Taiwan would not allow personnel from either central or local governments to attend the Straits Forum starting on Saturday next week in China’s Xiamen, Mainland Affairs Council (MAC) Deputy Minister Liang Wen-chieh (梁文傑) said yesterday.
“The Straits Forum serves as the Chinese communist government’s platform for deploying ‘united front’ tactics against Taiwan, whose goal is infiltrating Taiwanese society under the pretext of cross-strait exchange,” he told a routine news conference in Taipei.
The move signaled a hardening of the government’s stance that had barred only central government personnel from participating in the summit, not their counterparts in local government.
Photo: Tu Chien-jung, Taipei Times
The policy change was prompted by China’s continued efforts to infiltrate Taiwanese politics and society, Liang said, adding that the council has the authority to regulate elected officials and civil servants’ movements in China.
Public university administrators and local government personnel, among them Taitung County Commissioner Yao Ching-ling (饒慶鈴), should shortly expect their applications to attend the forum to be rejected, he said.
Government policy forbids personnel from facilitating the Straits Forum in Taiwan, attending the event in China, engaging in any activity aimed at neutralizing national sovereignty, or promoting the “one country, two systems” formula in Taiwan, he said.

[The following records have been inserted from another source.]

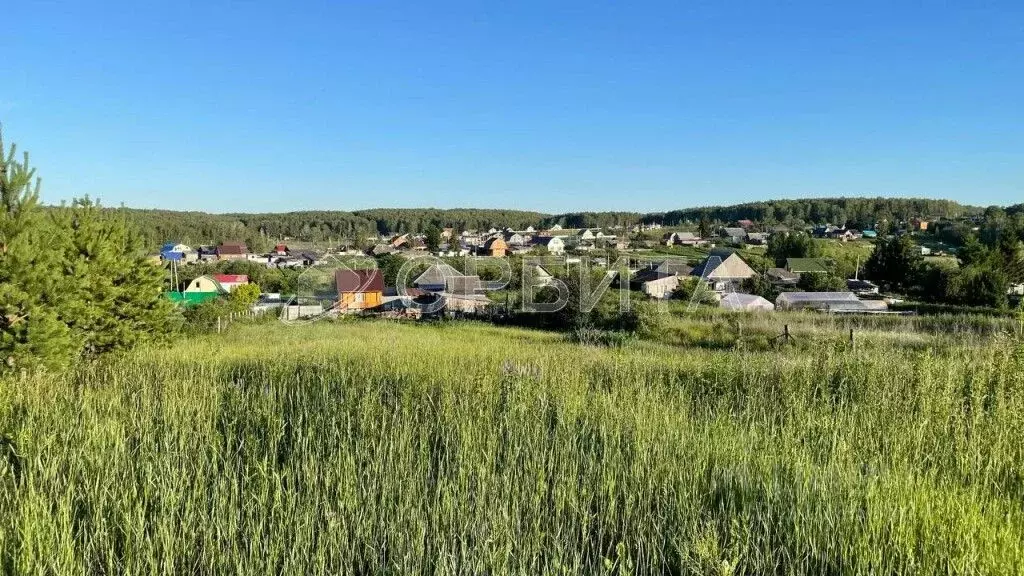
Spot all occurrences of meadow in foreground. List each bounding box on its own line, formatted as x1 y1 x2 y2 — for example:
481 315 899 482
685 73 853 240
1 319 1023 574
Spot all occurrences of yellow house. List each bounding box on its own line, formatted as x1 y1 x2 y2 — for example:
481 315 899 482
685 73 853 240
335 269 384 310
184 275 228 294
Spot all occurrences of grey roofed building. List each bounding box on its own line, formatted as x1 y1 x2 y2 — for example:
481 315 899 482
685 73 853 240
847 278 880 295
722 227 747 242
630 268 671 287
413 263 463 291
445 275 484 295
766 267 799 285
654 260 693 276
368 244 395 256
746 232 770 245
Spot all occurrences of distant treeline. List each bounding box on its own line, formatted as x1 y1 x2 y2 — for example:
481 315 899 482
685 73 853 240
351 208 548 235
71 197 992 250
651 198 982 229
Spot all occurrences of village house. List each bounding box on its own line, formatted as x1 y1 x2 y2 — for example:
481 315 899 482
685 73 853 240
828 228 862 242
812 225 836 238
183 275 228 295
721 227 747 244
847 278 880 296
196 245 218 262
786 258 832 274
503 231 528 246
442 276 492 314
480 237 508 257
630 269 680 299
160 243 198 263
654 260 693 276
413 263 464 292
531 236 565 255
272 244 290 256
212 274 249 292
745 232 770 245
216 241 249 261
736 219 755 230
389 234 410 249
526 264 554 287
368 243 395 257
766 267 800 286
690 251 757 292
335 269 384 311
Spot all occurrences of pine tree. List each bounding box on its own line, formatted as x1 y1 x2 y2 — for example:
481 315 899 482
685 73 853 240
54 198 178 357
0 128 77 371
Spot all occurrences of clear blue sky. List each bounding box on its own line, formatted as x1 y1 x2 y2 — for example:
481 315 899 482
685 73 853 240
2 1 1022 213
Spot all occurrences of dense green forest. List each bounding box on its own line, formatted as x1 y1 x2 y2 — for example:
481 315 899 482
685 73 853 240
351 208 548 235
652 198 981 229
64 197 998 251
541 211 644 229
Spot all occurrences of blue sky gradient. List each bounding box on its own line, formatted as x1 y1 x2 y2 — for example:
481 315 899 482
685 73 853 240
2 1 1022 213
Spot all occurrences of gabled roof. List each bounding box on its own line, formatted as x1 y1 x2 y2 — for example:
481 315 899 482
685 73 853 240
847 279 878 291
722 227 746 238
217 242 248 255
531 265 553 278
631 269 674 285
213 274 248 284
414 263 462 287
483 237 506 249
445 275 484 295
691 253 755 280
335 269 384 293
767 268 799 282
654 260 693 276
786 258 831 273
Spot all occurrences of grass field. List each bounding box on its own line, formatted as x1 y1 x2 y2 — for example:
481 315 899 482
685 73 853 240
2 319 1023 574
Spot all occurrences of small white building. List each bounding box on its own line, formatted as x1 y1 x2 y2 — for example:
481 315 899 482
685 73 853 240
531 236 565 255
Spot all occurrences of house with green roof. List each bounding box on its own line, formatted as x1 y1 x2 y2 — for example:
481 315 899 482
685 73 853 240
785 258 832 274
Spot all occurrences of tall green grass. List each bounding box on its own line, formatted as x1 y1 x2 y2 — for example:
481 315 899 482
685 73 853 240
1 321 1022 574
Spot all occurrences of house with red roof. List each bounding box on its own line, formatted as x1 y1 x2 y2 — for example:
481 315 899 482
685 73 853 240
212 274 249 293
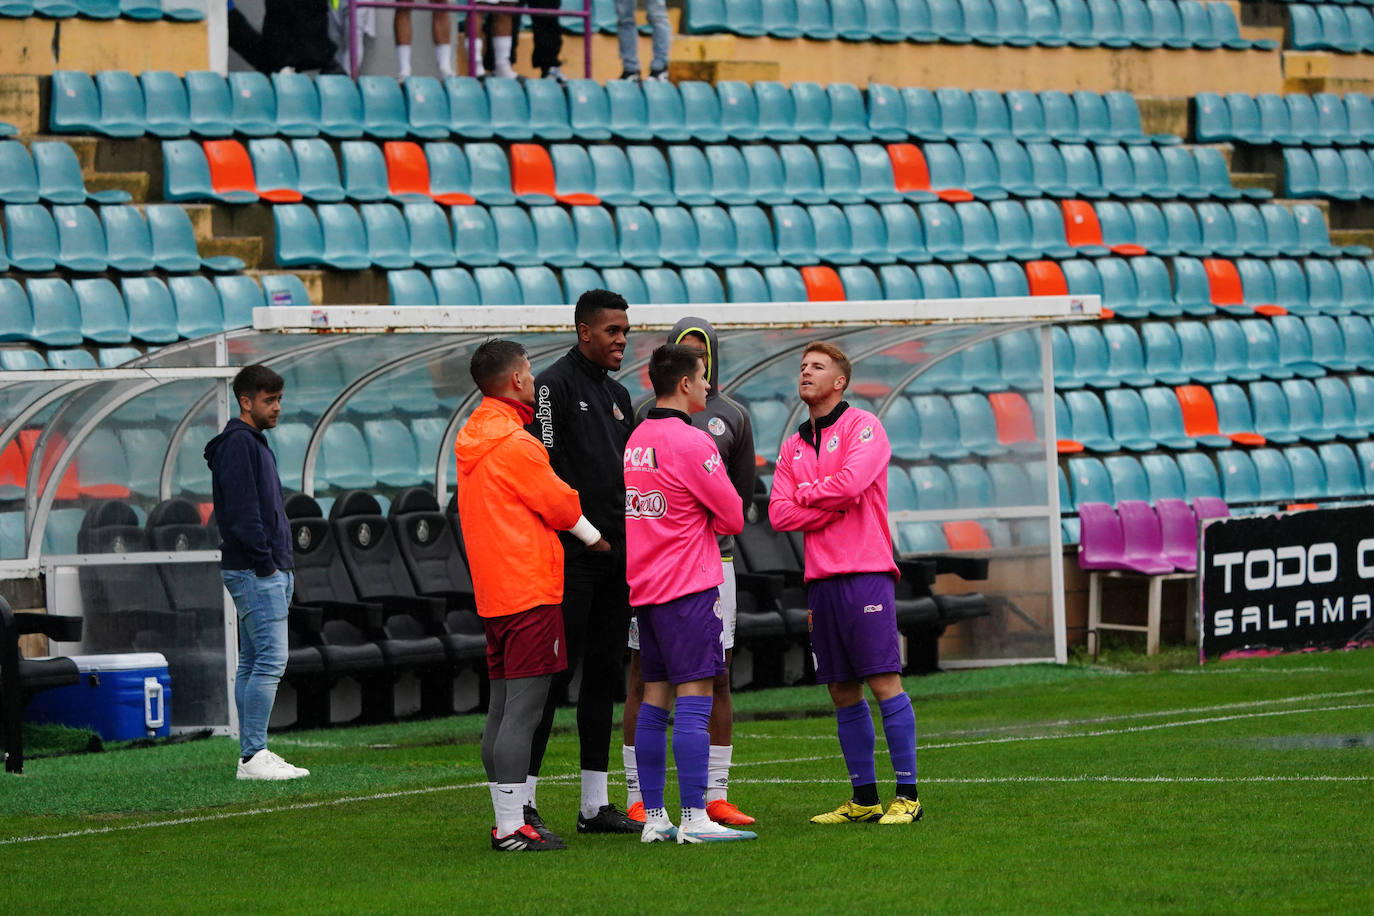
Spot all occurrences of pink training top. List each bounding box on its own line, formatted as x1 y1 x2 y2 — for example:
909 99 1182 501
769 404 898 583
624 410 745 607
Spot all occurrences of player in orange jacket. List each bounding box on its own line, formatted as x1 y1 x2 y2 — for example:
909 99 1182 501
455 339 609 852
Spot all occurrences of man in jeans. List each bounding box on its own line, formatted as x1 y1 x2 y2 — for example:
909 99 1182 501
615 0 671 81
205 364 308 781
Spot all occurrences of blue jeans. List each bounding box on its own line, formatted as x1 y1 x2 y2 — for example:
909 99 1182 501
616 0 670 73
223 569 293 758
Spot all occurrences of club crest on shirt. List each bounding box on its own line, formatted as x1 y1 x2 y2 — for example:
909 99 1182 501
826 434 840 452
578 400 589 412
702 452 722 474
860 425 874 442
612 403 624 420
707 416 726 436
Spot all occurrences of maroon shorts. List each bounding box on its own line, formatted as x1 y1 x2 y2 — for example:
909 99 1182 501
483 604 568 679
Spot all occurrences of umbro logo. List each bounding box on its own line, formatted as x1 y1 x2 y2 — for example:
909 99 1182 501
863 604 884 614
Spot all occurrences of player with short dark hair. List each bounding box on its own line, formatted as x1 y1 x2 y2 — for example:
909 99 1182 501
456 338 609 852
769 342 923 826
624 318 757 827
627 344 753 843
525 290 641 835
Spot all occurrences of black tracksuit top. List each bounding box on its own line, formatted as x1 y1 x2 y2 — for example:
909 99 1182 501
528 346 635 554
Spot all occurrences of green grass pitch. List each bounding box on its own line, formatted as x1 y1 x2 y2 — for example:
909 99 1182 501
4 649 1373 914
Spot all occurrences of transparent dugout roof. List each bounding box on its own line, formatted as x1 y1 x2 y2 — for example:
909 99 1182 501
4 297 1095 665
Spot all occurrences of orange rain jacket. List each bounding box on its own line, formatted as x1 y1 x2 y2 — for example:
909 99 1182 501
455 397 585 618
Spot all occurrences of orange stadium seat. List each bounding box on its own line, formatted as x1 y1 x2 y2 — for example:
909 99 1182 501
1025 260 1068 296
383 141 474 206
988 391 1037 446
204 140 302 203
1062 200 1144 256
942 520 992 551
510 143 599 206
886 143 969 202
801 265 845 301
1175 384 1265 446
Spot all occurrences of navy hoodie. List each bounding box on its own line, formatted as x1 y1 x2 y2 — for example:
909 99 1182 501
204 418 293 576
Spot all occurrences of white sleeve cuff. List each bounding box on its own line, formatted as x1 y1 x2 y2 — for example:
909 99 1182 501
568 516 602 546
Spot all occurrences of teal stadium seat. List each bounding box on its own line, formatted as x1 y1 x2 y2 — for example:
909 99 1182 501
168 275 226 338
27 278 83 346
51 204 108 273
121 276 178 342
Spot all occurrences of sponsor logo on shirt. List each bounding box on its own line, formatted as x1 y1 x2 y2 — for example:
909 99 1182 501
863 604 884 614
707 416 726 436
702 452 722 474
537 385 553 447
624 446 658 469
860 425 874 442
791 446 803 461
612 403 624 420
578 400 589 412
713 597 722 619
625 488 666 518
826 434 840 453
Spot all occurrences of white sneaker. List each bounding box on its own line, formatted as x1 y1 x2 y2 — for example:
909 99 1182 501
492 64 517 80
397 67 412 81
542 65 567 84
236 749 309 780
677 808 755 843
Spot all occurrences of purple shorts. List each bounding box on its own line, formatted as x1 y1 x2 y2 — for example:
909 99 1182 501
636 587 725 685
807 573 901 684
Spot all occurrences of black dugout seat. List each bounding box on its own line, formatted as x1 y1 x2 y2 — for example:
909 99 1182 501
388 487 486 667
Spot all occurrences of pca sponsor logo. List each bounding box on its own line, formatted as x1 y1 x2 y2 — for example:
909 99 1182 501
702 452 722 474
624 445 658 469
707 417 726 436
863 604 884 614
625 488 666 518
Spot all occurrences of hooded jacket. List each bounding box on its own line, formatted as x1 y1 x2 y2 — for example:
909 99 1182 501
632 317 755 557
527 346 635 555
204 418 292 576
456 397 587 618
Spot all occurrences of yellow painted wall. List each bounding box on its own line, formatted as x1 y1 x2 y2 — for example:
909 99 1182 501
0 18 208 76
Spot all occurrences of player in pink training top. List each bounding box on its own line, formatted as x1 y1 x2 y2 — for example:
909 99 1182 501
769 341 923 826
624 343 755 845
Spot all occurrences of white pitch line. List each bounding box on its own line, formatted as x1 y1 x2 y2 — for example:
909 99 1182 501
742 775 1374 785
6 699 1370 847
743 688 1374 741
731 701 1374 768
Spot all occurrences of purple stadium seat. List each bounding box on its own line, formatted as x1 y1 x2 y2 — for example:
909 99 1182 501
1077 501 1128 570
1155 497 1197 572
1116 500 1174 574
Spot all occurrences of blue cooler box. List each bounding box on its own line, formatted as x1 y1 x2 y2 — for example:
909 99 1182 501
25 653 172 740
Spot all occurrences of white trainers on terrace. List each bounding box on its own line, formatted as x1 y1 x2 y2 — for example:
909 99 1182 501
237 749 310 780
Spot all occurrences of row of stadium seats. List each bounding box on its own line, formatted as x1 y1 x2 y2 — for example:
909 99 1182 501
1 203 243 275
1066 442 1374 508
1283 147 1374 200
378 254 1374 318
1194 91 1374 146
1077 497 1226 577
1289 2 1374 51
55 69 1173 147
259 195 1357 275
1056 317 1374 388
0 140 132 205
0 345 142 370
1055 377 1374 453
0 0 201 20
0 273 305 346
684 0 1273 51
163 137 1256 210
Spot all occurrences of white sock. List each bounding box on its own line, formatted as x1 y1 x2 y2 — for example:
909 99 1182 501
707 745 732 803
492 35 515 78
681 806 715 830
644 805 672 828
434 43 454 79
396 44 412 79
623 745 641 806
491 782 525 836
470 37 485 77
523 774 538 809
580 769 609 818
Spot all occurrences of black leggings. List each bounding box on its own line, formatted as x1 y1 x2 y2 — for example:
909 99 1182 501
528 550 631 776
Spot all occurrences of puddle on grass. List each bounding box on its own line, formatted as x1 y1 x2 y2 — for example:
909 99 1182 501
1242 734 1374 750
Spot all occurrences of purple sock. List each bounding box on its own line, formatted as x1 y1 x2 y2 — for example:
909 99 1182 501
634 702 670 811
880 692 918 791
836 699 877 790
673 695 713 810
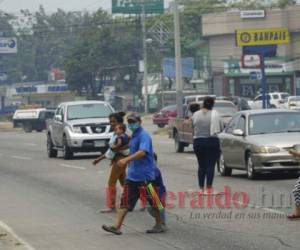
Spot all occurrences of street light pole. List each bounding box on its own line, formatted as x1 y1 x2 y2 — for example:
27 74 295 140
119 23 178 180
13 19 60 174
141 2 149 113
173 0 183 118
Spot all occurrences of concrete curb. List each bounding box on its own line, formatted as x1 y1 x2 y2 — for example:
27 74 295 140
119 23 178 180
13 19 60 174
0 122 22 133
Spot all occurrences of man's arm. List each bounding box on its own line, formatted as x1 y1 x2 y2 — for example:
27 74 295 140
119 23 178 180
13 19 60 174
117 150 146 168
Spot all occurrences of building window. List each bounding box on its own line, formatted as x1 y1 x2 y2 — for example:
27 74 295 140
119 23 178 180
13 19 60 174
229 79 235 96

Government officials and workers are not allowed to take part in unauthorized negotiations with Beijing, Liang said.
While private individuals are not banned from attending, the MAC urges Chinese Nationalist Party (KMT) Vice Chairman Chang Jung-kung (張榮恭) — who is heading the party’s delegation to Xiamen — to refrain from acts or comments that would legitimize Beijing’s narratives surrounding Taiwan, Liang said.
Such behavior would make its participants tools of China-directed subversion targeting Taiwan, he said.
Private citizens visiting China might incur legal penalties should they breach stipulations under the Act Governing Relations Between the People of the Taiwan Area and the Mainland Area (臺灣地區與大陸地區人民關係條例), Liang said.
The MAC further reminds the public that traveling in China might pose safety risks, he added, referring to Beijing’s national security legislation and the so-called “Anti-Secession” Law.